The PDB2PQR web version of PROPKA has a list of selections to make. By default, it uses the PARSE forcefield, but you will likely want to select AMBER. Similarly, you will want to pick an output naming scheme, which will again likely be AMBER. The remaining things are preselected, and they should be fine:

  • Ensure that new atoms are not rebuilt too close to existing atoms
  • Optimize the hydrogen bonding network
  • Create an APBS input file (this also enables the option to run APBS and visualize your results through the web interface, if it has been installed) Finally, there are pKa options. You should be able to use pH 7, but if there was a crystal structure paper for the PDB and that has a pH listed, you may want to consider using that pH. Keep the default “Use PROPKA to assign protonation states at provided pH” selection.

Once you’ve submitted the job, download the files.

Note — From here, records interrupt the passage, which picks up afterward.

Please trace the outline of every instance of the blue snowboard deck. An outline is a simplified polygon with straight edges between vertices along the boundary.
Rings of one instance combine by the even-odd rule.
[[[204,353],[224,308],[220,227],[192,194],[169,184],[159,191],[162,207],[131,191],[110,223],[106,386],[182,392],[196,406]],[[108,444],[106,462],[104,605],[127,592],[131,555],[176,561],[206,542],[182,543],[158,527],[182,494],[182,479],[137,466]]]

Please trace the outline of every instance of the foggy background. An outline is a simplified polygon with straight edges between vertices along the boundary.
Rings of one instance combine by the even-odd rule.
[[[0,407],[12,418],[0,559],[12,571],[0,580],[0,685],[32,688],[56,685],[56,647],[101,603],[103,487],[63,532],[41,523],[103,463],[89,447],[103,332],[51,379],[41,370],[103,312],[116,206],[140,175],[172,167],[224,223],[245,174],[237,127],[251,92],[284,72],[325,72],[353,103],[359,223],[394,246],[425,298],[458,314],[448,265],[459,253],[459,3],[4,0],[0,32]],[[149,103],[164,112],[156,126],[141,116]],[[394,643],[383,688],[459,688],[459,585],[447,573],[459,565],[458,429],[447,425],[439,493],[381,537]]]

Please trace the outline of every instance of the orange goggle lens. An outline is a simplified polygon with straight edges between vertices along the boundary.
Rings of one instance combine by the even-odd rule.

The PQR file will contain the residues with differing protonation states. The following script (ph_changes_propka.sh) will select all these lines and save them to a new file.

#!/bin/bash

## Define your files
thing=RCSB.pqr
thing_clean=RCSB_ph_list.pqr

## Get the non-standard protonation states
grep -e ‘ASH\|CYM\|CYX\|GLH\|HID\|HIP\|LYN’ $thing > $thing_clean

That didn’t have to be a script, but it seemed like it would be annoying to type out in the future.

You can then copy these non-standard protonation lines into the original PDB.

After using PROPKA, you can then use MolProbity to add missing hydrogen atoms and check whether ASN, GLU, and HIS residues need to be flipped.

H++

The H++ webserver can also be used to determine the protonation state of titratable residues. It has a few additional advantages, including checking if ASN, GLU, and HIS should be flipped and adding all missing hydrogen atoms. This means H++ is more of a “one stop shop” for PDB preparation.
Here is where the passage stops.